Airdrops, Mining, Staking and Other sorts of Crypto Income
Crypto transactions also happen in other forms, for instance:
In each of the above cases, you'll need to pay tax and social insurance contributions. once you eliminate the assets, you'll even have to pay capital gains tax during a similar manner as discussed before. it's important to separate the source of your crypto assets when preparing crypto taxes within the U.K. as HMRC has specifically classified hard-fork proceeds and airdrops as income.
Cryptocurrency Trading as a part of a Business
If you trade cryptocurrencies as a part of your business, then trading profits are going to be subject to tax . this type of trade is analogous to trading in securities, shares and other financial instruments — the HMRC Business Income Manual (BIM56800) deals with these transactions intimately .
Keep Accurate Records of Your Transactions
HMRC recommends keeping detailed records of all of your crypto transactions. Since even crypto-to-crypto trades are taxable, you'll got to find out the worth of the crypto at the time of sale — which could prove very time consuming if you're running bots.

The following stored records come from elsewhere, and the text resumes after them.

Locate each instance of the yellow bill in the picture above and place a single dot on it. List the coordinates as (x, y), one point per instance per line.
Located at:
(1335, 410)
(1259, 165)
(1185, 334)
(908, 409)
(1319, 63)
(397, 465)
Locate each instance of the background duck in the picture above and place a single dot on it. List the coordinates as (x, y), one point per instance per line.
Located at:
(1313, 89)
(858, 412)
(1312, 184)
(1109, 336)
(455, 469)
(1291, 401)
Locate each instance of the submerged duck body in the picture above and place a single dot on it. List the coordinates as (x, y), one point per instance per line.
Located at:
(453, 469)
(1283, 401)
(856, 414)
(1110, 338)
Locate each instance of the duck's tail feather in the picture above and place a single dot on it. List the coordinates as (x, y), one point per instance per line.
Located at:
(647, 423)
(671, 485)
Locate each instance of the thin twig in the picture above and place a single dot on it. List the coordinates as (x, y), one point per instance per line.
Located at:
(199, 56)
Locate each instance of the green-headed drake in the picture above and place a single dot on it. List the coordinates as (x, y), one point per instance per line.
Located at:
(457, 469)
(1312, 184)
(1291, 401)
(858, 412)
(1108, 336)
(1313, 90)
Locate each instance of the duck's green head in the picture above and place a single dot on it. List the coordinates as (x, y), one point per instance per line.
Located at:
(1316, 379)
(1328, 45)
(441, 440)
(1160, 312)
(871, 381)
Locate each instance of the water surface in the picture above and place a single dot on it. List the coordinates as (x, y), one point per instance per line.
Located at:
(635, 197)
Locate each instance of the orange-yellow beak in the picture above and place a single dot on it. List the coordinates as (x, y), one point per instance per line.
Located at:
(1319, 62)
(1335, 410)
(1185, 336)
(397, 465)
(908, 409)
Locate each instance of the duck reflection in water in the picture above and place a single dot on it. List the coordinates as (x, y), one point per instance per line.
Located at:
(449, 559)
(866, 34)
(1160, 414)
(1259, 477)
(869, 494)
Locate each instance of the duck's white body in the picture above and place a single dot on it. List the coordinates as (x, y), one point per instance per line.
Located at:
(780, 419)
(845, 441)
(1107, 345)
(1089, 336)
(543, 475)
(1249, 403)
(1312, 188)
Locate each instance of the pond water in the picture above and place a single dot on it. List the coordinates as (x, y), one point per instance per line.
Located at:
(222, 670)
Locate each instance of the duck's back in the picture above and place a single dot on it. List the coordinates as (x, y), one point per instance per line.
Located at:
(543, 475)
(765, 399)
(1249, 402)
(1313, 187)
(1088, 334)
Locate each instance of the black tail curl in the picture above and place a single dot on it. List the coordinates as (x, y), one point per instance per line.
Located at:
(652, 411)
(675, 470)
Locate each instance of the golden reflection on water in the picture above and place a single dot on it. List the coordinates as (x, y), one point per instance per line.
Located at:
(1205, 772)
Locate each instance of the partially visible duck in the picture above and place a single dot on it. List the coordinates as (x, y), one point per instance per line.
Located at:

Another thing to think about is that crypto exchanges don’t always provide complete records, so it’s best to be proactive and keep a log of your trades. Nowadays, there also are tools like Koinly, Cointracking, Lukka (formerly Libra), BitcoinTaxes et al. which will assist you together with your record keeping for tax purposes.
The Bottom Line
Given that HMRC has made it some extent to clarify regulations around crypto taxes and has also started posing for information about U.K.-based traders from crypto exchanges, it’s time to urge your affairs so as . If your crypto tax returns aren’t completely up-to-date, you ought to use this year to urge things sorted — even filing amended returns if you would like to. The tax returns for the 2018–2019 tax year are due at the top of January!
Shadrach is a Trending Journalist. His first job was as a newsreader and journalist at an award winning magazine. He spends most of his time scouring the internet for the hottest topics to share with his readers.